I don’t know how I feel about having a relationship through all of my years of college, when college is supposed to be that time where you have fun and experiment and be single. When I thought of myself in college, I never thought I would have a boyfriend for all of it. I wish I would’ve met my boyfriend later in life, because my problem is I can’t imagine being with anyone but him in the long run, but right now I’m only 19 and wonder if I want to be single. And then I think about how miserable I was when we were broken up, so I don’t know why I’m even wondering if I want to be single.

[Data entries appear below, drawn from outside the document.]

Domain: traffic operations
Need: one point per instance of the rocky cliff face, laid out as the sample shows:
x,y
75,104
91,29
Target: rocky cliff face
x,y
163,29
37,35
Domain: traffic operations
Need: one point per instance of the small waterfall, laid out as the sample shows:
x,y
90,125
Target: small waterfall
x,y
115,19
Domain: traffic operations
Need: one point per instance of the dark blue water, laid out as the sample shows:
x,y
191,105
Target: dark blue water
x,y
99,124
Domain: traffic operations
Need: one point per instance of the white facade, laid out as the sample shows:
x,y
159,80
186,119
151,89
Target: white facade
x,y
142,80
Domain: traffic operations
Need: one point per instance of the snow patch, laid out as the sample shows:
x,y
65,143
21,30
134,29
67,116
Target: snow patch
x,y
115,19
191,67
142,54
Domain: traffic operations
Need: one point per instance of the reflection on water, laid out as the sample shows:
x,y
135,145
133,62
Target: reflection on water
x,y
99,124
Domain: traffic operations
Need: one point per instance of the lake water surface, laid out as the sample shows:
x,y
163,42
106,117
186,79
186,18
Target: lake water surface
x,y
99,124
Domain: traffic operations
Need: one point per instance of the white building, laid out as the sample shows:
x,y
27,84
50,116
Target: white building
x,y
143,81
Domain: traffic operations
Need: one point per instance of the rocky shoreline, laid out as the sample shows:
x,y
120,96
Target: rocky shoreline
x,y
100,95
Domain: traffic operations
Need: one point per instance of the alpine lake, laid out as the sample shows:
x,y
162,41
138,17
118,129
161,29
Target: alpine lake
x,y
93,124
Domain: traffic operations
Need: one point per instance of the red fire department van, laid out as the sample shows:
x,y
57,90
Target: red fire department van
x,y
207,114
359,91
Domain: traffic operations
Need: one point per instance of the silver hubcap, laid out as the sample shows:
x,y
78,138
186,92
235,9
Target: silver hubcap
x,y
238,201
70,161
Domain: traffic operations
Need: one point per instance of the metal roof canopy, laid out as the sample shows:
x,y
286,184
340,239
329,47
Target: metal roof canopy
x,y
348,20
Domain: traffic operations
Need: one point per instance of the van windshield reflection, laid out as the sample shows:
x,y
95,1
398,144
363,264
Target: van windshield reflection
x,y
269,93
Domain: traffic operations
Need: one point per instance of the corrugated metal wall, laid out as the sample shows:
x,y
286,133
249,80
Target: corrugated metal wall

I love him so much; he’s my best friend, but recently I feel like we’re just super-close friends who have sex. I fantasize about other boys and imagine what it’s like to be with them. I know the grass isn’t always greener on the other side. But I CAN’T STOP THINKING about this. I think about this EVERY DAY. Hope you can send some advice! — Wondering About The Other Side
First of all, it “doesn’t sound so bad” that you are reflecting on a relationship you’ve been in for two years and that you are giving thoughtful consideration about whether it’s right for you, if it fulfills you, and whether you’d be happier out of it. In fact, rather than “sounding bad,” that sounds pretty wise and smart to me. It also sounds like you’re scared and like you feel some guilt and like you realize what it is you need but that, if you ndulge your needs and then don’t feel immediate relief, satisfaction, and fulfillment, you’re going to second-guess your decision and blame yourself for stepping off the path you were on to see whether another path might lead somewhere more interesting and exciting.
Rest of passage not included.